There is a smile on my mush as I write. Well, it’s not really so much a smile as something that is not a frown. I have a forehead that is furrowed from years of training. When I was a teenager, I learnt to furrow my brow so that it resembled a freshly ploughed field. I was doing this out of vanity. I had the plague; acne, huge explosions of it all across my face. It’s not just the reddening eruptions but the yellow lava that bursts forth after harvesting. I hated those spots and their stubborn refusal to depart their illegal squat, so I took to toothpaste. After each fresh eruption, the ground would be covered in mint flavoured anti-zitant. It not only smelled healthy, it burnt the offending intruders. There is only so much dental health treatment that you can spread upon one’s face so I took to frowning.
Frowning made a lot of sense to me. It was a way of looking thoughtful whilst really creating a sort of Wolds for the forehead. I love the Wolds as they are this undulating stretch of hills that create little Brigadoon valleys for walkers and cyclist to discover; and then disappear into. My plan was that my burgeoning population of spots would be tempted to do the same thing. Eventually, the spots disappeared though I think it was completely unrelated to my dental hygiene or furrowed brow policy. They just slowly decided that I had been tormented enough and moved on to some other, as yet, untormented-teen. Unfortunately, the spots left their mark, a ploughed forehead that would stay with me forever.
This was the voice of my Turkish barber (former barber). He was a stocky man who had a tendency to talk too much whilst managing to never really engage me in any sort of conversation. His approach to cutting hair reminded me of a film that I had seen that was set in a Turkish prison, Midnight Express. There was definitely something scissorly sadistic about his love of number twos. He did tend to give a good hair cut and never once came close to damaging me with his cutthroat razor. I watched every move he made.
“Relax,” he said again and I thought it was a prelude to something that could reach the national newspapers. “Your forehead, it is all rumply.”
“Yes, it’s been like that for a long time.”
There is only so much time one can spend on rumply foreheads and my Turkish barber seemed to get the drift. I changed my place of haircut soon after that.
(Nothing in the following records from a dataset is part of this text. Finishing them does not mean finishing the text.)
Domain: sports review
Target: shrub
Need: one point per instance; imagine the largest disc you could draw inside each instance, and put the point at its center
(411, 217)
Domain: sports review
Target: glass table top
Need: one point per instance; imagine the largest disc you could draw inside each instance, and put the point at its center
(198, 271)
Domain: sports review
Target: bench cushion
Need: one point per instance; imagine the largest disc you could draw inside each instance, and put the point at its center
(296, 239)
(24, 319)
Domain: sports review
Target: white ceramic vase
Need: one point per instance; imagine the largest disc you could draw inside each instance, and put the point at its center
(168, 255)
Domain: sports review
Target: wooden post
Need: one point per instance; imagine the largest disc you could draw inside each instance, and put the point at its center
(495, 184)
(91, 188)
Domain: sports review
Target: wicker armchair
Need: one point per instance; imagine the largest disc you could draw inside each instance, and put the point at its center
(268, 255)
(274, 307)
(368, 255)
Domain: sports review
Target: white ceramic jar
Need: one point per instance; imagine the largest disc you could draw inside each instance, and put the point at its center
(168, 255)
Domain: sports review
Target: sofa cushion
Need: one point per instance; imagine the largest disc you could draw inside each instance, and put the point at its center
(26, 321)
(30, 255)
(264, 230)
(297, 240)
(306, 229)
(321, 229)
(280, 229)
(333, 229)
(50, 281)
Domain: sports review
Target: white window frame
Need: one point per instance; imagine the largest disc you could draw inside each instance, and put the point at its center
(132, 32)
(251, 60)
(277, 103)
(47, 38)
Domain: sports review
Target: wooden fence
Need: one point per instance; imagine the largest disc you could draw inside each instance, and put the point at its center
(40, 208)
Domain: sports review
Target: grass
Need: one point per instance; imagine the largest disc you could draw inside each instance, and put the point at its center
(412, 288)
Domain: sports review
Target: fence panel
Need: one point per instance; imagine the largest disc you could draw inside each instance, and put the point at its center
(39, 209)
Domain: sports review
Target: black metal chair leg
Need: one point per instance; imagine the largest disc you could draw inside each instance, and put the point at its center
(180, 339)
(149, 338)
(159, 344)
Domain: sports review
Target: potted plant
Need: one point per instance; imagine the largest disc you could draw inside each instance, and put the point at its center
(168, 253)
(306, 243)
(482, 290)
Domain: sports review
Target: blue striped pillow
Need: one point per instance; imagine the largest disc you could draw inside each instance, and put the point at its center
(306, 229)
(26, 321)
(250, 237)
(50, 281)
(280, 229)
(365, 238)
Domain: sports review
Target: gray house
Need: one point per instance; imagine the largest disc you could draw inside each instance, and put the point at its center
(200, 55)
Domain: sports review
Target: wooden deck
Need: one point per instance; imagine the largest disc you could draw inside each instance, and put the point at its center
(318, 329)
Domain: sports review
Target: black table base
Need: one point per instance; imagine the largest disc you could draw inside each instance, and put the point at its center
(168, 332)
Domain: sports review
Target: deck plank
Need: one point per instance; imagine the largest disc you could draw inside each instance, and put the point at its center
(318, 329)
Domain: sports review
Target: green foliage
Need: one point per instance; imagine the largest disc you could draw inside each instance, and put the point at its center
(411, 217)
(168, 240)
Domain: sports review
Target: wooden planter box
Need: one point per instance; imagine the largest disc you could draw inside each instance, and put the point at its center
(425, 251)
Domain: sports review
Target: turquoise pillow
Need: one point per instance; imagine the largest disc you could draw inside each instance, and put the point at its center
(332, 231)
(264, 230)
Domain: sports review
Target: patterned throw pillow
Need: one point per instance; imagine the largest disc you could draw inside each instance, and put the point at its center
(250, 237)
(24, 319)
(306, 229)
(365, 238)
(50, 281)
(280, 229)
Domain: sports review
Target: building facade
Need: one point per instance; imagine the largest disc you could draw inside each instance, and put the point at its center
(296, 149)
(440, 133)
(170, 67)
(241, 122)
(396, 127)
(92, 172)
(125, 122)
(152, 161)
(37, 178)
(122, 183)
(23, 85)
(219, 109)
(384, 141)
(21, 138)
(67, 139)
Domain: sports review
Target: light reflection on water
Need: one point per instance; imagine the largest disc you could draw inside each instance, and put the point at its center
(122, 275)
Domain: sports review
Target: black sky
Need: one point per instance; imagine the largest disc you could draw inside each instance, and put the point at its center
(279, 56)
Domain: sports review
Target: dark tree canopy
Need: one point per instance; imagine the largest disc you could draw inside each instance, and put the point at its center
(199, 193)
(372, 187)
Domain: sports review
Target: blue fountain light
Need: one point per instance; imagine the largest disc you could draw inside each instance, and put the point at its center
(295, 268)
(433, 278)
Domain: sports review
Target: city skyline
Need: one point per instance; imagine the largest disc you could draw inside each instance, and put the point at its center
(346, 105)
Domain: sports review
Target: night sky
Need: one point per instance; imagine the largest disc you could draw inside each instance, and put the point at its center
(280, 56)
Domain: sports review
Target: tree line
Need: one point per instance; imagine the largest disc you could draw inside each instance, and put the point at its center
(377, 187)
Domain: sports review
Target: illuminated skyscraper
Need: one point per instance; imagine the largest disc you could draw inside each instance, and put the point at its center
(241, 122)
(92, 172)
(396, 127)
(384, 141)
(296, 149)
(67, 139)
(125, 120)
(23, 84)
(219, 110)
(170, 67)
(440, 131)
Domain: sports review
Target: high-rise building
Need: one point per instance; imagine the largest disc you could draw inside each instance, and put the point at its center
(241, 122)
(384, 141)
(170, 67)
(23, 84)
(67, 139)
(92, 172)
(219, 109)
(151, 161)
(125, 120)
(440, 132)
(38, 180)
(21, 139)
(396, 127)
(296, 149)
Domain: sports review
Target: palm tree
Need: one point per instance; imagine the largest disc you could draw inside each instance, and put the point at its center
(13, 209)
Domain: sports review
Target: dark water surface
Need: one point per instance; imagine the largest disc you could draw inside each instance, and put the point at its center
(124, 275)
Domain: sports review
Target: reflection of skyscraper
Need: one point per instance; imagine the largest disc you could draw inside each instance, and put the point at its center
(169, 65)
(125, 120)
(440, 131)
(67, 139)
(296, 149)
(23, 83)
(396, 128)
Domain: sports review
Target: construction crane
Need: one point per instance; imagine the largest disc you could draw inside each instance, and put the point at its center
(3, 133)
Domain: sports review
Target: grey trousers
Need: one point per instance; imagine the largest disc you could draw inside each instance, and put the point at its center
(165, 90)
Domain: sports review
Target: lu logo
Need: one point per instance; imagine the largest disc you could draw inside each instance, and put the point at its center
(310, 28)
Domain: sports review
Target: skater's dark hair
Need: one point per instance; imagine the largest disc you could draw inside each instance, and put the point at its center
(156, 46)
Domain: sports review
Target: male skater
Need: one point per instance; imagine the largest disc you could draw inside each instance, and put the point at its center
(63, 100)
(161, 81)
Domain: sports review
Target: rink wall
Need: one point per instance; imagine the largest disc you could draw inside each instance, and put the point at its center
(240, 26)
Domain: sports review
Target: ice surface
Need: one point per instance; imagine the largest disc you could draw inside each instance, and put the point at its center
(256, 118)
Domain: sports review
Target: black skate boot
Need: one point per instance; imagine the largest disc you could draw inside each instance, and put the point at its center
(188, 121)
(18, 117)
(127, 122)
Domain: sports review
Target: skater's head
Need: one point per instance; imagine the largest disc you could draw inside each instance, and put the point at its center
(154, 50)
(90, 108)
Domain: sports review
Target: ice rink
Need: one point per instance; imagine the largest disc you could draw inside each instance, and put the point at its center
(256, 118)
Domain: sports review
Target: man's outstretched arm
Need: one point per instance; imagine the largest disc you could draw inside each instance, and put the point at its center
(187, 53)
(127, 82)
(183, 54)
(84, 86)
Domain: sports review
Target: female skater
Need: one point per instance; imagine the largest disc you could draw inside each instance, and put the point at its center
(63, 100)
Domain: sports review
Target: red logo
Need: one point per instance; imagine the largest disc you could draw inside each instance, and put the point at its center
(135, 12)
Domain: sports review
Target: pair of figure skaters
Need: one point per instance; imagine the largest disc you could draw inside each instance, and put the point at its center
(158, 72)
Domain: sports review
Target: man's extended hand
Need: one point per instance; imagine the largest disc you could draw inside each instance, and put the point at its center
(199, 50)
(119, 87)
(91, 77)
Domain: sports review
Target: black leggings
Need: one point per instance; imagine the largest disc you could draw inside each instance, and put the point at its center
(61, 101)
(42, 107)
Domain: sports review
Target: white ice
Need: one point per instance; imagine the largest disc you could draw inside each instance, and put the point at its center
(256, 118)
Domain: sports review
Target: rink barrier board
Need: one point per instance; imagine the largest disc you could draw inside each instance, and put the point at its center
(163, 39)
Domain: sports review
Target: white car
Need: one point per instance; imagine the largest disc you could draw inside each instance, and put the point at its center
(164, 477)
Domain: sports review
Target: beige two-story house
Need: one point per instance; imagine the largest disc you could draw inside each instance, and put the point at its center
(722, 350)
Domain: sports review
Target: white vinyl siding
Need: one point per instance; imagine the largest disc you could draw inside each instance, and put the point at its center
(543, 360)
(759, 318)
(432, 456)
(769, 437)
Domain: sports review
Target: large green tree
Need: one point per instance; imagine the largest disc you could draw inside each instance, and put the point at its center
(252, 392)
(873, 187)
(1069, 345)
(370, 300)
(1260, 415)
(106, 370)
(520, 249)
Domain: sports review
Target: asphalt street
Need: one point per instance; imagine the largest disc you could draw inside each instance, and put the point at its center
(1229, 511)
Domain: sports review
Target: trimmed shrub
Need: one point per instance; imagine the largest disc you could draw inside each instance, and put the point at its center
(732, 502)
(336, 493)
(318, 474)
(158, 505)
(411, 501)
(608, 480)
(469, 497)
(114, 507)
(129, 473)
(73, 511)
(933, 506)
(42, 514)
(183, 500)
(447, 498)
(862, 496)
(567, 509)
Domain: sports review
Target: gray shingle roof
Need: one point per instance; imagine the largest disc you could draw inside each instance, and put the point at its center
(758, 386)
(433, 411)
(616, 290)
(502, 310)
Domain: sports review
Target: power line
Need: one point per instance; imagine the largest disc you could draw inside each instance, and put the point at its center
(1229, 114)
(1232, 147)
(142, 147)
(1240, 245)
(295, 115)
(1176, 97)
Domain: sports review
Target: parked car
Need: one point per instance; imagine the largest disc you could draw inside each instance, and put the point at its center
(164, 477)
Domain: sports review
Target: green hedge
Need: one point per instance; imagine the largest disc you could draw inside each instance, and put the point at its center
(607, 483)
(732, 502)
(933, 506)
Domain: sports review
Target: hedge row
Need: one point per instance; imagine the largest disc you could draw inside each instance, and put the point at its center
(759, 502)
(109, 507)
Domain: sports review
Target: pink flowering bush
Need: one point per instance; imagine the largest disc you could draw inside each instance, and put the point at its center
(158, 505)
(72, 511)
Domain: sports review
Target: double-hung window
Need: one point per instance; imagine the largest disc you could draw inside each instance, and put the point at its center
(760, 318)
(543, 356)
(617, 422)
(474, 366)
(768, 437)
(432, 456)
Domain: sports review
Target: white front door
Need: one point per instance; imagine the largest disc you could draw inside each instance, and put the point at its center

Now, I don’t regard what the barber said to me as a form of betrayal. It was only a barber’s slip of the tongue and barbers let their tongues slip for many hours every day. The real betrayals come in the form of friendships in which one party has a vested interest that the other is unaware of.
My wife has an invisible radar that detects such fake acquaintances whereas I do not, on the contrary, I am often a fridge magnet for fake friends who stick to me through good times and fall off during bad ones. I would have been the marshal in High Noon hoping to call in friends and neighbours in my hour of need, only for them to turn their backs because they had themselves to think about. When people turn their backs on you, it is the very worst of things. Betrayal! Oh, and it’s alright if they come back later and apologise. We didn’t realise that they were going to shoot you. Do those nails hurt? They do look a little painful.
Me, in a former life. Or was it Gary Cooper?
No, it’s not okay to do that to one’s fellow man. So, I may forgive, but forgetting is not an option.